The Secret Life of Flies is one of those books you wish that more scientists would write. There must be many more entomologists and other biologists that are treasure troves of knowledge who can give you a renewed appreciation for the mundane. In this handsome and very giftable little book, McAlister takes you on a ramble through the order Diptera—the flies, midges, mosquitoes etc.—with each chapter themed around a certain fly diet and lifestyle.

Your first surprise might be to learn that flies are important pollinators. Bees are the flamboyant movie stars of the insect world who get all the attention, but it is the small Theobroma cocoa fly that exclusively pollinates the cacao trees, giving us chocolate. And, as McAlister tells us here, flies are key pollinators of, for example, mango, chilli pepper, black pepper, carrot, fennel, and onion. But just as some flies make plants grow, plenty of others feed on them. Yes, there are vegetarian flies too, but we tend to be a lot less fond of those because of the global economic impact they have on our crops.

“Your first surprise might be to learn that flies are important pollinators. Bees are the flamboyant movie stars of the insect world who get all the attention, but it is [a] small […] fly that exclusively pollinates the cacao trees, giving us chocolate.”

It is a fly-eat-fly world out there, though, and a recurrent theme in this book is that of biological pest control. Not infrequently, there are other fly species that will parasitize the pest species we are bothered by. Another unusual food source for flies are fungi. Colour me surprised, for I did not know this. Some of these are obviously the scourge of mushroom farms. But you will find flies feasting on anything from large forest mushrooms to slime moulds, and some even infiltrate termite nests to plunder their underground fungus gardens!

Of course, a large part of this book delights in its yuck-factor. The flies feeding on decaying matter (the detritivores), poo (the coprophages), dead bodies (the necrophages), blood (the sanguivores), and the brutish world of predators and parasites. McAlister recounts some amazing findings here. The adults and larvae of Mystacinobia zelandica that live in sticky guano and groom each other to stay clean (how sweet!), a behaviour barely seen in flies.
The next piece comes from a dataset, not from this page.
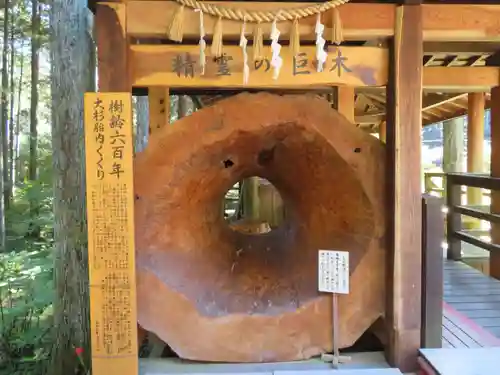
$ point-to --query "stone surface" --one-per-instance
(214, 294)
Or the scuttle flies that manage to get into sealed coffins six feet under to munch on desiccated corpses.

“But there are quite a few passages that made even the biologist in me cringe […] Death by a thousand cuts? How about exsanguination by 55,000 black fly bites?”

But there are quite a few passages that made even the biologist in me cringe or cry out; the treatment of gangrene with live maggots who munch necrotic tissue (still an option today, though somehow not very popular). The scuttle flies who use blade-like ovipositors to pierce the back of ants to insert eggs. The hatched larvae then crawl into the ant’s head and slowly eat the contents while they walk around alive until their heads drop off. Death by a thousand cuts? How about exsanguination by 55,000 black fly bites? (The victim in question was a cow.) Or the bumblebee robber fly who have a hardened proboscis surrounding a long, slender tongue-like structure called the hypopharynx, which they use to hunt. By stabbing their prey. In the eye.

Despite being a little shop of horrors in place, McAlister’s goal is foremost to show you how flies, which we often ignore or just swat, are fascinating creatures in their own right. Their tiny dramas may be largely invisible to us, but they are no less intriguing for it, and no less deserving of our curiosity and attention. And in some ways, this is a little book of gratitude—we would be knee-deep in corpses and excrement if it was not for these industrious little insects.

McAlister opens the book admitting that this is not a book on the taxonomic arrangement of flies, which is forever in flux, nor on their structure or workings. Luckily, she is now making up for the latter with The Inside Out of Flies, to which I will turn next.